I enjoy using copilot, but it is not made to think for you. It's a better autocomplete, but don't ever let it do more than a line at once.
Yup, AI is a tool, not a complete solution.
As a software engineer, the number of people I encounter in a given week who either refuse to or are incapable of understanding that distinction baffles and concerns me.
That's because it's being advertised as a solution. That's why you have people worried it'll take their jobs when in reality it'll let them do the job better.
The problem I have with it is that all the time it saves me I have to use on reading the code. I probably spend more time on that as once in a while the code it produces is broken in a subtle way.
I see some people swearing by it, which is the opposite of my experience. I suspect that if your coding was copying code from stack overflow then it indeed improved your experience as now this process is streamlined.
Same as ChatGPT is better web search.
id rather search the web than chatgpt because i fact check it anyway
I don't know if it does yet, but if ChatGPT starts providing source for every information, then it would make it much faster to find the relevant information and check their sources, rather than clicking websites one by one.
Yep, ChatGPT4 allows optional calls to Bing now.
It used to have a problem with making a claims that were not relevant to or contradicted its own sources, but I don't recall encountering that problem recently.
Biggest problem with it is that it lies with the exact same confidence it tells the truth. Or, put another way, it's confidently incorrect as often as it is confidently correct - and there's no way to tell the difference unless you already know the answer.
it's kinda hilarious to me because one of the FIRST things ai researchers did was get models to identify things and output answers together with the confidence of each potential ID, and now we've somehow regressed back from that point
did we really regress back from that?
i mean giving a confidence for recognizing a certain object in a picture is relatively straightforward.

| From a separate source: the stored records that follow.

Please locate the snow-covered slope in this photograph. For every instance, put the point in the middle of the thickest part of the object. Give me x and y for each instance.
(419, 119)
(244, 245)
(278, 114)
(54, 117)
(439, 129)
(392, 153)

But LLMs put together words by their likeliness of belonging together under your input (terribly oversimplified).the confidence behind that has no direct relation to how likely the statements made are true. I remember an example where someone made chatgpt say that 2+2 equals 5 because his wife said so. So chatgpt was confident that something is right when the wife says it, simply because it thinks these words to belong together.
ChatGPT what is the Gödel number for the proof of 2+2=5?
Gödel numbers are typically associated with formal mathematical statements, and there isn't a formal proof for 2+2=5 in standard arithmetic. However, if you're referring to a non-standard or humorous context, please provide more details.
Of course I don't know enough about the actual proof for it to be anything but a joke but there are infinite numbers so there should be infinite proofs.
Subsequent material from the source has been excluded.